Der Dachverband der Berner Tierschutzorganisationen (DBT) verliert in Tierschutzstrafverfahren definitiv seine Parteirechte. Nach dem bernischen Obergericht verbietet nun auch das Bundesgericht dem DBT aus formaljuristischen Gründen, in solchen Verfahren die Rechte der Tiere zu vertreten.

Wie der DBT am Dienstag mitteilte, haben die Lausanner Richter entschieden, der DBT sei keine Behörde gemäss Schweizer Strafprozessordnung. Insbesondere könne man nicht von einer genügenden staatlichen Aufsicht über den DBT ausgehen.    

Dies, da der DBT trotz Aufsicht durch die bernische Volkswirtschaftsdirektion in inhaltlicher Sicht bei der Ausübung seiner Parteirechte frei sei. Ausserdem komme dem DBT nicht das Recht zu, hoheitlich zu verfügen. Die Tätigkeit der Tierschutz-Dachorganisation werde vom Kanton Bern auch nicht abgegolten.    

«Ein schwarzer Tag für die Tiere im Kanton Bern»: So kommentiert der DBT das Urteil in seiner Medienmitteilung und nimmt es «enttäuscht zur Kenntnis».
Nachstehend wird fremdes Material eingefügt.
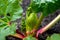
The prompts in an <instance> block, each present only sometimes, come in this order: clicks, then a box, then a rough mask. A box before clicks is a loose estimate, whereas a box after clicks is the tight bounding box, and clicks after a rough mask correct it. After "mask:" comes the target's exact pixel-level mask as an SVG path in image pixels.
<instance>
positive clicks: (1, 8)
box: [0, 0, 23, 21]
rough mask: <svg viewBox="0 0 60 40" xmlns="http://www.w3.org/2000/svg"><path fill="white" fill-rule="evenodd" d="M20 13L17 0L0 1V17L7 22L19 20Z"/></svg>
mask: <svg viewBox="0 0 60 40" xmlns="http://www.w3.org/2000/svg"><path fill="white" fill-rule="evenodd" d="M22 12H23V10H22V7H21V6H20V4H19V0H0V16H1V15H3V16H4V18H7V19H8V20H9V21H14V20H16V19H18V18H21V14H22Z"/></svg>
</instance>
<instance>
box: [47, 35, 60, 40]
mask: <svg viewBox="0 0 60 40" xmlns="http://www.w3.org/2000/svg"><path fill="white" fill-rule="evenodd" d="M46 40H60V34H53V35H52V36H51V37H47V39H46Z"/></svg>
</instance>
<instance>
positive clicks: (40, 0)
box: [28, 0, 60, 16]
mask: <svg viewBox="0 0 60 40" xmlns="http://www.w3.org/2000/svg"><path fill="white" fill-rule="evenodd" d="M58 9H60V0H31V4H30V6H29V8H28V10H29V11H31V10H32V12H42V13H43V14H44V16H47V15H48V14H50V13H53V12H55V11H56V10H58Z"/></svg>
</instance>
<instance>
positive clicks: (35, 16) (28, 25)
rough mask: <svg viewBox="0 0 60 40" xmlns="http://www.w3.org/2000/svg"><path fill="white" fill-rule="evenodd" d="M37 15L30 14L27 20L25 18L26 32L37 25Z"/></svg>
mask: <svg viewBox="0 0 60 40" xmlns="http://www.w3.org/2000/svg"><path fill="white" fill-rule="evenodd" d="M37 20H38V18H37V15H36V13H31V14H30V15H29V16H28V17H27V18H26V29H27V30H32V29H33V28H34V27H35V26H36V24H37Z"/></svg>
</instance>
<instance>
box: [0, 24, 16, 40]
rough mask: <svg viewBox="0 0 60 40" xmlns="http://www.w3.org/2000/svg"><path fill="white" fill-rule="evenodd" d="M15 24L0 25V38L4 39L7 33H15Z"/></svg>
mask: <svg viewBox="0 0 60 40" xmlns="http://www.w3.org/2000/svg"><path fill="white" fill-rule="evenodd" d="M15 31H16V24H12V25H11V26H4V27H0V39H1V40H5V37H6V36H8V35H12V34H15Z"/></svg>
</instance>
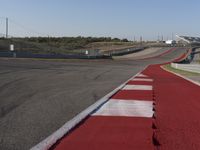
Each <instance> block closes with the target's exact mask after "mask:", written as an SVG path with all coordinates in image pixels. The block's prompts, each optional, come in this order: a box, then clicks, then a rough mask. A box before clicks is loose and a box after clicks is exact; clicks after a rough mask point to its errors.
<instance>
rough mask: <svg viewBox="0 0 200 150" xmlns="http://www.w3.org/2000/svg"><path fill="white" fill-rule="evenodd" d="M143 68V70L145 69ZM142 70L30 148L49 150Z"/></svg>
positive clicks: (120, 88) (108, 99)
mask: <svg viewBox="0 0 200 150" xmlns="http://www.w3.org/2000/svg"><path fill="white" fill-rule="evenodd" d="M147 67H148V66H146V67H145V68H144V69H143V70H145V69H146V68H147ZM143 70H142V71H143ZM142 71H140V72H139V73H137V74H136V75H135V76H133V77H131V78H130V79H128V80H127V81H126V82H124V83H123V84H121V85H120V86H119V87H117V88H116V89H115V90H113V91H112V92H110V93H108V94H107V95H106V96H104V97H103V98H101V99H100V100H98V101H97V102H96V103H94V104H93V105H91V106H89V107H88V108H87V109H85V110H84V111H82V112H81V113H80V114H78V115H77V116H75V117H74V118H73V119H71V120H70V121H68V122H67V123H66V124H64V125H63V126H62V127H61V128H60V129H58V130H57V131H55V132H54V133H53V134H51V135H50V136H49V137H47V138H46V139H44V140H43V141H42V142H40V143H39V144H37V145H35V146H34V147H32V148H31V149H30V150H48V149H49V148H51V147H52V146H53V145H54V144H55V143H56V142H57V141H58V140H59V139H61V138H62V137H63V136H65V135H66V134H67V133H69V132H70V131H71V130H72V129H73V128H75V127H76V125H78V124H79V123H80V122H81V121H82V120H84V119H85V118H87V117H88V116H89V115H90V114H91V113H92V112H94V111H95V110H96V109H98V108H99V107H100V106H102V105H103V104H104V103H106V102H107V101H108V100H109V98H110V97H111V96H113V95H114V94H115V93H117V92H118V91H119V90H120V89H122V88H123V87H124V86H125V85H126V84H127V83H128V82H129V81H130V80H131V79H132V78H134V77H136V76H137V75H139V74H140V73H141V72H142Z"/></svg>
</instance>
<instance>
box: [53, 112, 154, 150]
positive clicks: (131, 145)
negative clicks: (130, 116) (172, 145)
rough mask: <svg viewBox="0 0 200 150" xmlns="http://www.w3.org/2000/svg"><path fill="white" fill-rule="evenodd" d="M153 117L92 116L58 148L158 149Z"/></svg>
mask: <svg viewBox="0 0 200 150" xmlns="http://www.w3.org/2000/svg"><path fill="white" fill-rule="evenodd" d="M151 125H152V120H151V119H145V118H136V117H134V118H132V117H131V118H128V117H97V116H96V117H90V118H88V119H87V120H86V121H85V123H84V124H82V125H81V126H79V128H77V129H76V130H74V132H72V133H71V134H70V135H68V136H67V137H65V138H64V139H63V140H62V141H61V142H60V144H59V145H58V146H57V147H56V148H55V149H56V150H65V149H68V150H78V149H84V150H112V149H113V150H147V149H148V150H154V146H153V144H152V135H153V132H152V128H151Z"/></svg>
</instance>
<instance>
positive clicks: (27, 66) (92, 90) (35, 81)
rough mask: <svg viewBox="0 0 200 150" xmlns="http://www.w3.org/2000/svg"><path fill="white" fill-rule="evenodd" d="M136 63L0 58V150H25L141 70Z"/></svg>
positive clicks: (166, 57)
mask: <svg viewBox="0 0 200 150" xmlns="http://www.w3.org/2000/svg"><path fill="white" fill-rule="evenodd" d="M183 52H184V50H183V49H177V50H176V51H173V52H172V53H170V54H167V55H165V56H162V57H161V58H154V59H149V60H140V61H134V60H132V61H119V60H72V61H71V60H67V61H65V62H55V61H39V60H38V61H37V60H30V59H5V58H4V59H0V149H2V150H15V149H16V150H26V149H29V148H30V147H32V146H34V145H35V144H37V143H38V142H40V141H41V140H43V139H44V138H46V137H47V136H49V135H50V134H51V133H52V132H54V131H55V130H57V129H58V128H60V127H61V126H62V125H63V124H64V123H66V122H67V121H69V120H70V119H72V118H73V117H74V116H75V115H77V114H78V113H80V112H81V111H82V110H84V109H85V108H87V107H88V106H90V105H91V104H93V103H94V102H95V101H97V100H98V99H100V98H101V97H103V96H104V95H106V94H107V93H108V92H110V91H112V90H113V89H115V88H116V87H117V86H119V85H120V84H121V83H123V82H125V81H126V80H127V79H129V78H130V77H132V76H133V75H135V74H136V73H138V72H139V71H141V70H142V69H144V67H145V66H147V65H148V64H154V63H161V62H167V61H170V60H172V59H174V58H177V57H178V56H180V54H182V53H183Z"/></svg>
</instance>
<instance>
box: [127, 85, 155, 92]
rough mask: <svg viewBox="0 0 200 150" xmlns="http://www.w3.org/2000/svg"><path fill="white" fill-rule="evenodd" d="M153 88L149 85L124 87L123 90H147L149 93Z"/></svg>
mask: <svg viewBox="0 0 200 150" xmlns="http://www.w3.org/2000/svg"><path fill="white" fill-rule="evenodd" d="M152 89H153V87H152V86H151V85H126V86H125V87H124V88H123V90H147V91H151V90H152Z"/></svg>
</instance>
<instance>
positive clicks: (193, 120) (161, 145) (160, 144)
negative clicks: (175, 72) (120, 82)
mask: <svg viewBox="0 0 200 150" xmlns="http://www.w3.org/2000/svg"><path fill="white" fill-rule="evenodd" d="M143 73H145V74H147V75H149V76H151V77H152V78H153V79H154V94H155V102H156V120H155V124H156V127H157V130H156V132H155V137H156V138H157V140H158V141H159V143H160V146H159V150H197V149H200V115H199V114H200V86H198V85H195V84H193V83H191V82H189V81H187V80H185V79H183V78H181V77H179V76H176V75H174V74H172V73H169V72H167V71H164V70H163V69H162V68H161V67H160V66H159V65H154V66H150V67H148V68H147V69H146V70H145V71H144V72H143Z"/></svg>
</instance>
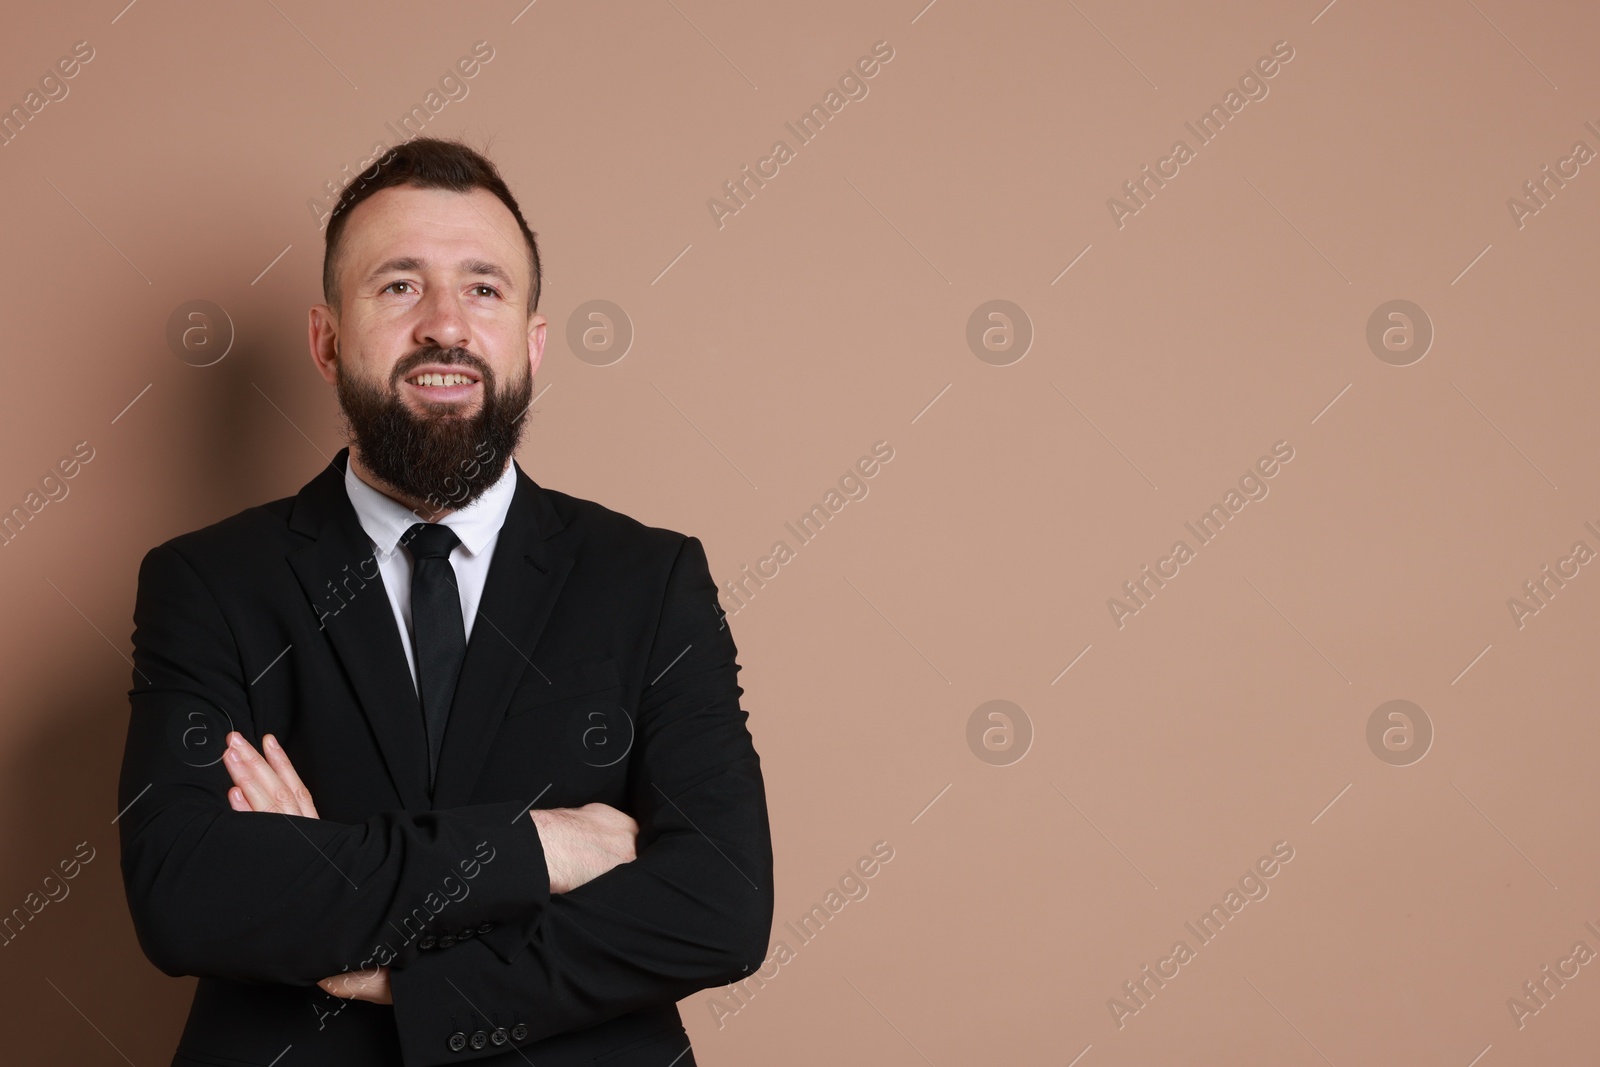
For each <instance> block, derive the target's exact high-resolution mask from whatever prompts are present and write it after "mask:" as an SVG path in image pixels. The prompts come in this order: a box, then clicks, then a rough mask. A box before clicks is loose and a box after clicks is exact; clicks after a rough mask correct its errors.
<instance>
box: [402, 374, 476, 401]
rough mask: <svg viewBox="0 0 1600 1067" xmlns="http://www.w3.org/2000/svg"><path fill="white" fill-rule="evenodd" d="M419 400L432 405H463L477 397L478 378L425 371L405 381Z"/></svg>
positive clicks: (413, 374)
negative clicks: (427, 402) (469, 400)
mask: <svg viewBox="0 0 1600 1067" xmlns="http://www.w3.org/2000/svg"><path fill="white" fill-rule="evenodd" d="M405 384H406V386H410V387H411V392H414V394H416V395H418V397H419V398H422V400H424V402H430V403H450V405H454V403H461V402H464V400H467V398H470V397H475V395H477V390H478V378H477V376H475V374H467V373H462V371H443V373H442V371H424V373H421V374H411V376H410V378H406V379H405Z"/></svg>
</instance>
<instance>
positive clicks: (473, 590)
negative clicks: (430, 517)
mask: <svg viewBox="0 0 1600 1067" xmlns="http://www.w3.org/2000/svg"><path fill="white" fill-rule="evenodd" d="M514 467H515V461H506V470H504V472H502V474H501V477H499V478H498V480H496V482H494V485H491V486H490V488H486V490H485V491H483V494H482V496H478V499H475V501H472V504H469V506H467V507H464V509H461V510H456V512H451V514H450V515H445V517H443V518H440V520H438V522H440V523H442V525H445V526H450V528H451V530H453V531H454V534H456V536H458V537H459V539H461V544H459V545H456V547H454V549H451V550H450V565H451V566H453V568H454V571H456V589H458V590H459V592H461V619H462V624H464V625H466V633H467V640H469V641H470V640H472V622H474V621H475V619H477V614H478V601H482V600H483V582H485V579H488V574H490V560H493V558H494V542H496V541H499V531H501V526H502V525H504V523H506V512H507V510H510V498H512V496H514V494H515V491H517V477H515V470H514ZM344 491H346V493H349V494H350V504H352V506H354V507H355V517H357V518H358V520H360V522H362V530H365V531H366V537H368V539H370V541H371V542H373V557H374V558H376V560H378V569H379V573H381V574H382V579H384V589H386V590H389V606H390V608H394V613H395V624H397V625H398V627H400V633H402V637H403V638H405V640H403V641H402V645H403V646H405V659H406V665H408V667H411V685H413V686H416V649H414V648H413V645H414V643H416V637H414V633H413V630H411V550H410V549H406V550H405V552H398V550H397V549H398V547H400V537H402V536H405V531H406V530H410V528H411V526H414V525H416V523H419V522H422V520H421V518H418V515H416V514H414V512H413V510H411V509H410V507H406V506H405V504H402V502H400V501H397V499H394V498H392V496H387V494H386V493H382V491H381V490H376V488H373V486H371V485H368V483H366V482H365V480H363V478H362V477H360V475H357V474H355V464H349V462H347V464H346V467H344Z"/></svg>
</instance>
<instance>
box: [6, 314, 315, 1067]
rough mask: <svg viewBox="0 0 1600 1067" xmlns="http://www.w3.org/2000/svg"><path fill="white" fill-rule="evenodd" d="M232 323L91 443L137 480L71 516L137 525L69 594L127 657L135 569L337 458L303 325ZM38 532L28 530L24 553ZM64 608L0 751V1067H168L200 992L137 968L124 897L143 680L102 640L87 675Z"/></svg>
mask: <svg viewBox="0 0 1600 1067" xmlns="http://www.w3.org/2000/svg"><path fill="white" fill-rule="evenodd" d="M296 310H298V312H299V309H296ZM229 312H230V315H232V317H234V320H235V323H238V325H240V326H242V330H243V333H245V334H246V336H251V341H250V342H243V341H238V342H235V346H234V349H232V350H230V352H229V354H227V357H226V358H224V360H221V362H219V363H216V365H214V366H203V368H202V366H181V365H179V366H176V368H174V366H171V363H173V362H174V360H173V355H171V354H168V352H165V350H163V352H160V354H158V355H157V354H154V352H150V354H147V357H149V358H147V360H146V366H147V368H149V373H150V378H152V379H154V381H155V387H154V389H152V390H150V394H149V395H146V397H144V398H142V400H139V406H134V408H131V411H128V414H126V418H125V419H123V422H120V424H118V427H117V429H118V430H122V432H125V434H126V437H123V438H122V440H120V442H117V443H115V445H114V443H112V440H114V438H107V440H106V443H104V446H99V445H98V448H99V451H98V456H96V459H94V462H96V464H98V466H99V469H107V467H110V466H115V464H122V469H123V472H125V478H131V482H130V483H126V485H122V486H115V485H114V483H107V485H106V488H104V490H102V494H101V496H98V498H94V501H96V502H94V506H93V507H91V509H88V510H82V512H80V514H78V515H77V517H75V518H74V520H72V523H90V525H93V523H94V522H107V520H112V518H114V517H115V522H117V525H118V526H120V528H123V530H131V531H136V533H131V534H130V537H131V539H130V541H128V542H125V544H123V542H112V544H106V545H104V549H102V550H99V552H96V553H93V555H90V557H86V566H80V569H78V573H75V574H74V577H72V581H70V584H69V585H67V587H66V589H64V590H62V592H64V593H67V595H70V597H72V603H74V605H75V606H77V608H80V609H82V611H83V613H85V614H86V616H88V617H90V619H93V621H94V624H93V625H96V629H99V630H101V632H102V637H104V638H106V640H109V641H110V643H112V645H114V646H115V648H117V649H118V651H120V653H122V654H130V653H131V632H133V600H134V592H136V589H138V568H139V561H141V558H142V557H144V553H146V552H147V550H149V549H150V547H154V545H157V544H160V542H162V541H166V539H168V537H171V536H174V534H179V533H184V531H189V530H195V528H200V526H205V525H210V523H213V522H218V520H221V518H224V517H227V515H232V514H235V512H238V510H242V509H245V507H251V506H256V504H262V502H266V501H270V499H274V498H280V496H285V494H290V493H294V491H296V490H298V488H299V486H301V485H304V483H306V482H307V480H310V478H312V477H315V474H317V472H318V470H320V467H322V464H323V459H322V454H320V453H326V454H328V456H331V454H333V453H334V451H336V450H338V434H336V432H334V426H336V419H338V405H336V402H333V397H331V390H330V389H328V387H326V386H325V384H323V382H322V379H320V378H317V374H315V373H314V371H312V368H310V366H309V358H307V357H306V355H304V336H302V334H299V326H301V322H299V318H298V315H293V317H286V315H285V314H283V309H282V307H278V306H266V304H262V302H256V306H243V304H240V306H235V307H230V309H229ZM254 323H259V325H261V326H259V328H258V326H256V325H254ZM290 344H294V346H296V347H293V349H290V347H288V346H290ZM296 357H298V358H296ZM144 405H149V408H147V410H146V411H141V406H144ZM330 413H331V414H330ZM302 432H304V435H302ZM306 435H309V437H310V440H312V442H315V445H312V443H310V442H307V437H306ZM83 499H85V504H86V501H88V498H86V496H85V498H83ZM74 502H77V501H74ZM130 509H136V512H138V514H136V515H134V517H131V518H130V514H128V510H130ZM90 510H94V512H98V515H93V517H91V515H90V514H88V512H90ZM45 518H51V517H50V515H45ZM61 518H62V520H66V514H62V515H61ZM82 530H83V528H82V526H80V528H78V533H80V531H82ZM45 533H46V530H45V526H43V525H42V526H40V530H38V531H34V530H27V531H24V534H22V541H26V539H29V537H34V539H37V537H38V536H42V534H45ZM70 536H72V534H70V533H69V537H70ZM22 541H19V542H18V544H16V545H13V547H11V552H18V550H24V552H27V553H29V555H27V557H24V558H13V560H10V565H11V566H22V568H27V566H30V565H32V566H35V568H42V569H40V573H50V571H53V569H54V568H53V566H51V563H50V561H48V555H50V552H48V550H46V549H45V547H43V545H38V547H35V545H32V544H22ZM54 577H56V579H58V581H59V574H54ZM38 589H40V592H38V593H37V595H38V597H40V598H42V600H40V603H45V601H48V600H53V598H54V597H56V593H54V592H51V590H50V585H46V584H43V581H40V582H38ZM56 606H58V608H59V613H58V614H54V616H46V617H53V619H54V617H59V622H53V624H51V630H53V632H51V633H46V635H40V637H42V641H40V643H42V645H43V646H45V648H48V649H53V651H51V653H50V656H48V657H40V659H34V661H30V662H26V665H24V664H19V662H13V664H11V667H13V670H11V672H10V673H11V677H10V678H8V693H6V697H8V699H6V704H5V707H6V713H5V717H6V720H10V721H14V723H18V726H16V728H14V731H13V733H10V736H8V737H6V742H5V747H3V752H0V811H3V813H5V814H3V816H0V856H3V857H5V859H3V864H0V1005H5V1009H3V1013H0V1019H3V1021H6V1022H10V1024H21V1025H8V1027H6V1035H5V1038H3V1040H5V1046H3V1048H5V1051H3V1054H0V1062H18V1064H61V1065H64V1067H66V1065H74V1067H75V1065H78V1064H120V1062H128V1061H131V1062H133V1064H138V1065H139V1067H150V1065H160V1064H166V1062H170V1061H171V1056H173V1049H174V1048H176V1045H178V1038H179V1033H181V1032H182V1024H184V1019H186V1016H187V1009H189V1001H190V998H192V997H194V985H195V982H194V979H187V977H186V979H173V977H168V976H165V974H162V973H160V971H158V969H155V966H154V965H152V963H149V961H147V960H146V958H144V953H142V950H141V949H139V944H138V939H136V937H134V933H133V921H131V918H130V915H128V904H126V897H125V894H123V886H122V869H120V848H118V841H117V827H115V825H114V824H112V817H114V816H117V779H118V773H120V768H122V750H123V741H125V737H126V726H128V689H130V686H131V675H133V672H131V667H130V664H128V662H126V661H125V659H122V657H120V656H117V654H114V653H112V651H110V649H107V648H104V645H101V649H102V651H104V656H94V657H91V659H93V664H86V662H85V659H83V656H80V654H75V653H74V651H72V649H82V648H83V643H85V640H88V641H96V643H98V641H99V640H101V638H99V637H94V635H88V638H85V632H86V630H85V629H83V627H85V622H83V619H82V617H80V616H78V614H77V613H75V611H72V609H70V608H66V606H64V605H56ZM136 803H138V801H136Z"/></svg>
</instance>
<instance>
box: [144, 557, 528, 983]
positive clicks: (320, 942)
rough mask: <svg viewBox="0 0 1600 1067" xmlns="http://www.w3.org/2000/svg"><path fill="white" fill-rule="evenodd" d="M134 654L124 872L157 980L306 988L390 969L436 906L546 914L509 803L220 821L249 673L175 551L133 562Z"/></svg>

Aktiv etwa bei Tierquälerei  
Der DBT war bisher die einzige Organisation, die den Tieren in tierschutzstrafrechtlichen Verfahren im Kanton Bern eine Stimme vor Gericht geben konnte. Dies seit 1996 und auch nach Inkrafttreten der neuen Schweizerischen Strafprozessordnung am 1. Januar 2011. Der DBT intervenierte nach eigenen Angaben etwa, wenn Behörden vorschnell Tierquälereifälle ad acta legen wollten. Und er gewährleistete in den Worten des DBT, dass Tiere, die Opfer von Gewalt oder Vernachlässigung wurden, in Rechtsprozessen Gerechtigkeit erfuhren.    

Im vergangenen Sommer kam das bernische Obergericht zum Schluss, das kantonale Recht sei nicht bundesrechtskonform. Dies, obwohl nach Darstellung des DBT wegen der Änderung der Schweizer Strafprozessordnung eigens das kantonale Landwirtschaftsgesetz abgeändert wurde. Dieses Gesetz wurde mit einem Artikel zu den Parteirechten des DBT ergänzt. Der DBT findet, seine Einbindung in die Volkswirtschaftsdirektion verleihe ihm einen öffentlich-rechtlichen Charakter. Er rekurrierte gegen das Obergerichtsurteil in Lausanne – vergeblich.

Alternative schon aufgegleist  
Dass im Kanton Bern eine Institution vor Gericht Tiere soll vertreten können, ist unbestritten. Deshalb gab der bernische Grosse Rat bereits im vergangenen Dezember der Regierung den Auftrag, eine Lösung aufzugleisen, falls das Bundesgericht gegen den DBT entscheiden würde.  

Das ist inzwischen geschehen: Am 6. Juni hat der Grosse Rat eine Änderung des kantonalen Landwirtschaftsgesetzes gutgeheissen. Darin steht nun, dass der Regierungsrat ausser einer Organisation oder einer Person neu auch eine Stelle der Volkswirtschaftsdirektion bezeichnen kann, die im Strafverfahren zu Tierschutzdelikten als Behörde im Sinn der Strafprozessordnung auftreten kann.  

Wie die kantonale Volkswirtschaftsdirektion am Dienstag auf Anfrage sagte, wird es nun darum gehen, die zuständige Stelle zu bezeichnen. Voraussichtlich trete die neue Regelung 2019 in Kraft.  

DBT-Präsident Rolf Frischknecht sagte am Dienstag auf Anfrage, aus seiner Sicht sei die bisherige Berner Lösung mit einer von der Verwaltung unabhängigen Stelle als «Tierschutzanwalt» besser als eine Stelle innerhalb der Verwaltung. Der DBT schreibt deshalb in seiner Mitteilung, er werde prüfen, auf eine Anpassung der Strafprozessordnung hinzuwirken. Dies mit dem Ziel, dass der Verband die Parteirechte wieder rechtmässig wahrnehmen könne.